Youtaek Jeon1 · HyungJun Cho2

12Department of Statistics, Korea University
Correspondence to: Professor, Department of Statistics, Korea University, 145, Anam-ro, Seongbukgu, Seoul 02841, Korea. E-mail: hj4cho@korea.ac.kr
This research was supported by a Korea University Grant(K1707561) and Basic Science Research Program through the National Research Foundation of Korea(NRF) funded by the Ministry of Education( 2018R1D1A1B07044479).
Received January 17, 2019; Revised April 5, 2019; Accepted April 12, 2019.
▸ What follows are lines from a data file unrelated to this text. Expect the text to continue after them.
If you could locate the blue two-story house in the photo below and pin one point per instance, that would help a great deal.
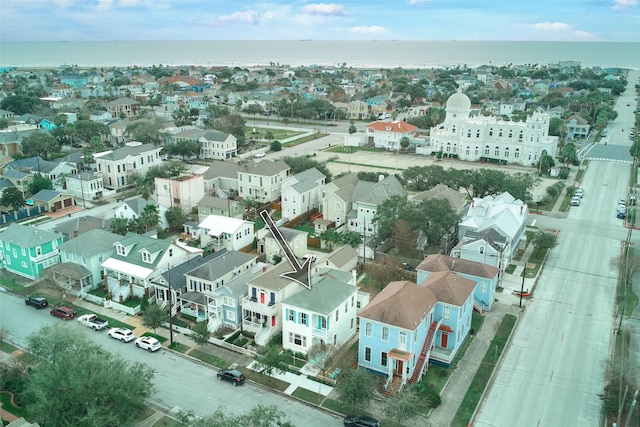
(408, 325)
(485, 276)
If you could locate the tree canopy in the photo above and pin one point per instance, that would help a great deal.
(79, 383)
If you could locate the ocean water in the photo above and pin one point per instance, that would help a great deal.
(357, 54)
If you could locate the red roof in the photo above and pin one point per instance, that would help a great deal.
(397, 126)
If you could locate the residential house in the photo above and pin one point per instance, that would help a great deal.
(210, 205)
(53, 200)
(577, 127)
(487, 278)
(133, 208)
(501, 213)
(301, 192)
(336, 196)
(119, 167)
(123, 107)
(217, 232)
(261, 180)
(87, 250)
(218, 145)
(85, 185)
(203, 300)
(322, 315)
(388, 135)
(270, 247)
(78, 225)
(26, 250)
(434, 321)
(221, 179)
(364, 202)
(183, 192)
(137, 259)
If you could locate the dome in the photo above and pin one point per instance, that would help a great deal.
(458, 102)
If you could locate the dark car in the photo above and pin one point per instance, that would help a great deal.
(65, 313)
(232, 375)
(360, 421)
(36, 301)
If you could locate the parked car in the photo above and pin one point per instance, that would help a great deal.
(148, 343)
(360, 421)
(36, 301)
(122, 334)
(63, 312)
(94, 322)
(234, 376)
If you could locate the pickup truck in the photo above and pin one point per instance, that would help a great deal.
(94, 322)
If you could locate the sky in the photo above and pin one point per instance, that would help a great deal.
(508, 20)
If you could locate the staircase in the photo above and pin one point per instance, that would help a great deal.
(393, 388)
(477, 306)
(424, 354)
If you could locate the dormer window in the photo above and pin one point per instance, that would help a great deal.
(120, 250)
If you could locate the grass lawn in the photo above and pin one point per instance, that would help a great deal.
(5, 398)
(481, 379)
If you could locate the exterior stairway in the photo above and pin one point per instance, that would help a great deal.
(393, 388)
(424, 354)
(478, 306)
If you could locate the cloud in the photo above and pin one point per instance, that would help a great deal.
(325, 9)
(105, 4)
(551, 26)
(622, 4)
(249, 17)
(371, 29)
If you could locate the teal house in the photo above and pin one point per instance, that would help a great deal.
(26, 251)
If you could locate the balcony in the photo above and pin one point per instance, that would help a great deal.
(252, 304)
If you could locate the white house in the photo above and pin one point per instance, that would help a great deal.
(119, 167)
(301, 192)
(322, 315)
(261, 180)
(219, 232)
(489, 138)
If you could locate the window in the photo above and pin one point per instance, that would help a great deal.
(367, 354)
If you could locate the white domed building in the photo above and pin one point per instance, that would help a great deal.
(489, 138)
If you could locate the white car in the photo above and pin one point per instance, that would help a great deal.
(122, 334)
(148, 343)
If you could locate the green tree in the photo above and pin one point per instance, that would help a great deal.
(77, 382)
(40, 182)
(39, 144)
(176, 217)
(271, 362)
(275, 145)
(200, 333)
(258, 416)
(543, 240)
(404, 407)
(12, 197)
(356, 389)
(154, 316)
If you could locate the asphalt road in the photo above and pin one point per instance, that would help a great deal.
(552, 372)
(179, 382)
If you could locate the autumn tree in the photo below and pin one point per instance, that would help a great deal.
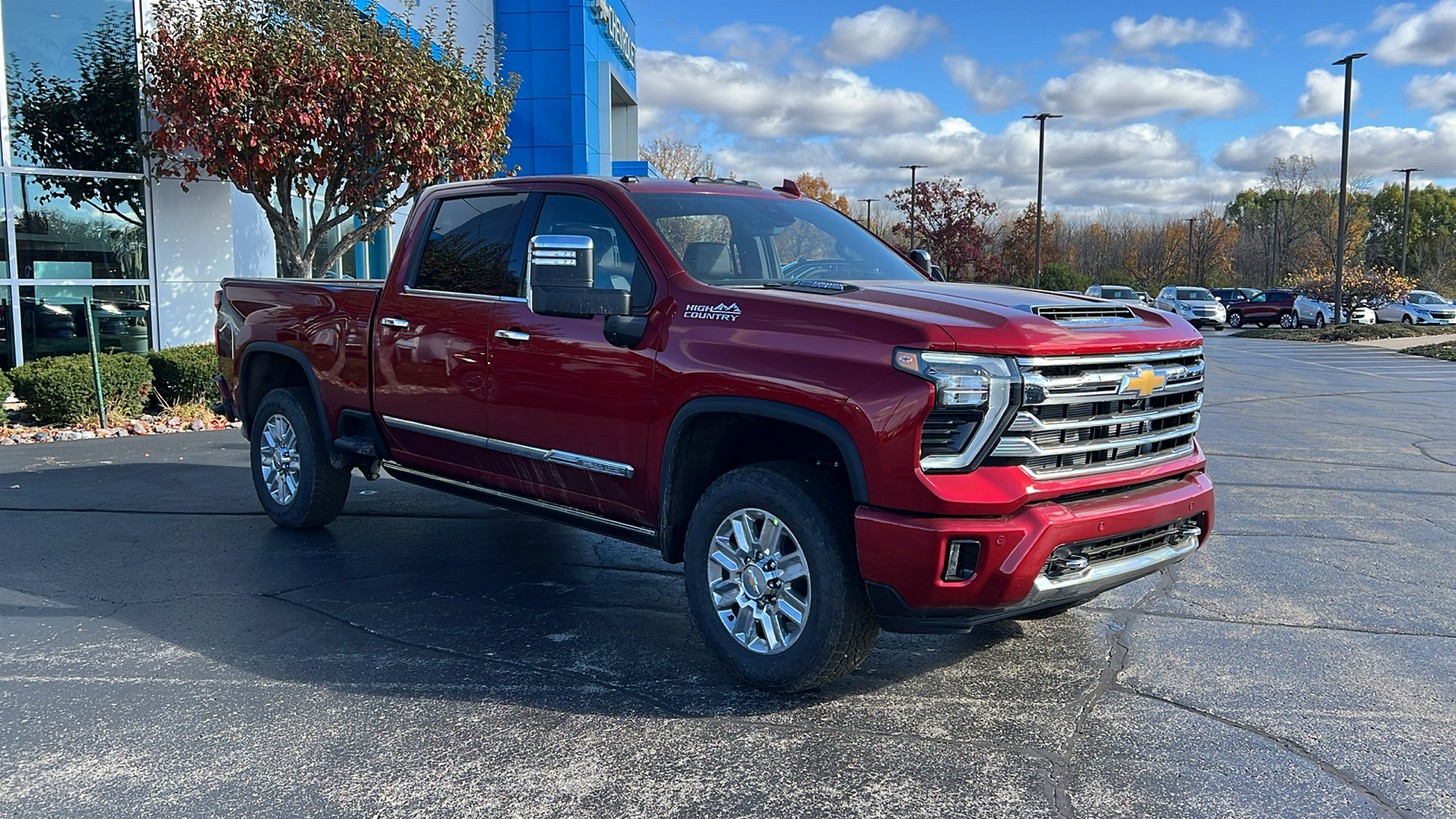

This is an Open Access article distributed under the terms of the Creative Commons Attribution Non-Commercial License (http://creativecommons.org/licenses/by-nc/3.0) which permits unrestricted non-commercial use, distribution, and reproduction in any medium, provided the original work is properly cited.
Abstract
Decision trees can categorize or predict target objects by dividing given predictor spaces into several simple rectangular spaces. Decision-making trees have the advantages of being easy to use, understand and explain. However, it tends to have relatively lower predictive accuracy than analysis methods with more complex decision boundaries, such as support vector machines. In this study, a decision tree methodology with flexible decision boundaries is proposed. The model based hybrid decision tree improves prediction accuracy by fitting a flexible decision boundary to each node. Furthermore, it reduces a tree size significantly.
Keywords : Data mining, decision tree, hybrid model.